Setelah sebelumnya beredar isu seputar layanan Blackberry Messanger yang katanya juga akan bisa dinikmati para pengguna Apple dan Android, pihak Blackberry akhirnya secara resmi membenarkan hal  tersebut. Dalam pernyataan resmi perusahaan yang dilontarkan di Waterloo Ontario kemarin ini, juga menyatakan akan lebih berkonsentrasi untuk menggarap pasar negara berkembang seperti Brazil dan Indonesia.

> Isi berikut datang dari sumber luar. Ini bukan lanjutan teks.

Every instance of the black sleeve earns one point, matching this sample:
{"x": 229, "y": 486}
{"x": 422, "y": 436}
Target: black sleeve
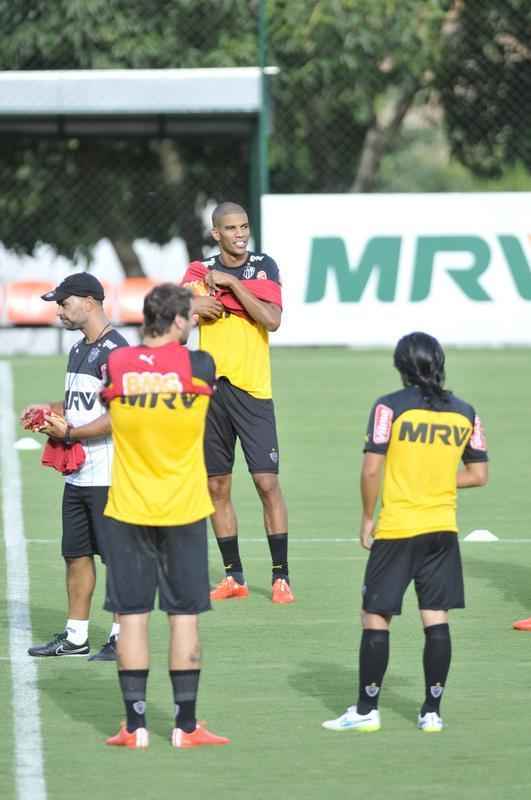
{"x": 379, "y": 427}
{"x": 476, "y": 447}
{"x": 203, "y": 366}
{"x": 269, "y": 266}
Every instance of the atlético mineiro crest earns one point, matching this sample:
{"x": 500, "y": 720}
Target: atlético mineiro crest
{"x": 383, "y": 420}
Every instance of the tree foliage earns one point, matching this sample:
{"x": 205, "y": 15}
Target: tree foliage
{"x": 485, "y": 84}
{"x": 350, "y": 71}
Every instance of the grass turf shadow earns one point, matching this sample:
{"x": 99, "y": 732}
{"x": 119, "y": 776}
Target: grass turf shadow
{"x": 335, "y": 686}
{"x": 513, "y": 580}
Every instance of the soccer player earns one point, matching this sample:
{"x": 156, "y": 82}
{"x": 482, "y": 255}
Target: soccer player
{"x": 416, "y": 437}
{"x": 238, "y": 301}
{"x": 82, "y": 417}
{"x": 158, "y": 505}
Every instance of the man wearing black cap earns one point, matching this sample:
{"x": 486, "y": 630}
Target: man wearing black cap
{"x": 81, "y": 418}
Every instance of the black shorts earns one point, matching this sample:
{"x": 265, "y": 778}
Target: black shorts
{"x": 84, "y": 526}
{"x": 432, "y": 560}
{"x": 142, "y": 559}
{"x": 235, "y": 413}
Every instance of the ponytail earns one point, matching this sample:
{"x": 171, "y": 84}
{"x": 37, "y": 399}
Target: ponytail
{"x": 420, "y": 360}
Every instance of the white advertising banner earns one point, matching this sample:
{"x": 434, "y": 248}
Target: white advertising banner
{"x": 364, "y": 269}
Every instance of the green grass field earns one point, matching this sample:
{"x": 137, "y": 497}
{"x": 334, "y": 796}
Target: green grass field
{"x": 272, "y": 674}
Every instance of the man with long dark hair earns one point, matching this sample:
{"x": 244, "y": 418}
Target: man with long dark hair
{"x": 415, "y": 441}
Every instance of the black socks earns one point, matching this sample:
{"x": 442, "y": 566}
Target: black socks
{"x": 278, "y": 546}
{"x": 185, "y": 683}
{"x": 436, "y": 660}
{"x": 133, "y": 685}
{"x": 230, "y": 553}
{"x": 373, "y": 660}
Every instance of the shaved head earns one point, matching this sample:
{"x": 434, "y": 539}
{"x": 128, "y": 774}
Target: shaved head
{"x": 223, "y": 210}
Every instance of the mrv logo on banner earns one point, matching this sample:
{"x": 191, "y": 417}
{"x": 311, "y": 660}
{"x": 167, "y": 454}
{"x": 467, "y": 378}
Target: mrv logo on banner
{"x": 365, "y": 269}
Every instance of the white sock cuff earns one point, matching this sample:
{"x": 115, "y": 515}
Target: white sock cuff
{"x": 77, "y": 630}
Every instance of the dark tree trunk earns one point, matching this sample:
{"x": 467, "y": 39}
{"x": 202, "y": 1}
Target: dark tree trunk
{"x": 378, "y": 139}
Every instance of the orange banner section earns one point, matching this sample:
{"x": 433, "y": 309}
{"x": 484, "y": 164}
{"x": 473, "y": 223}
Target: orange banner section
{"x": 21, "y": 303}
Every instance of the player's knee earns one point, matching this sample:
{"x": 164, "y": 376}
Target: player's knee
{"x": 266, "y": 484}
{"x": 219, "y": 487}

Selain memperluas penjualan BB 10, perusahaan ini juga sedang gencar memasarkan BB Q5 yang merupakan smartphone low-cost. Penjualan BlackBerry di Amerika Latin, Asia Selatan, Afrika dan sebagian Eropa telah meningkat lebih baik daripada di Amerika Utara. Chief Executive Officer Thorsten Heins menyatakan melepas layanan BBM ke perangkat saingannya justru akan semakin memperluas penetrasi Blackberry.

Penjualan dari Eropa, Timur Tengah dan Afrika menyumbang 46 persen dari penjualan kuartal terakhir. Amerika Latin stabil pada 14 persen dan Asia merosot dari 21 persen menjadi 18 persen.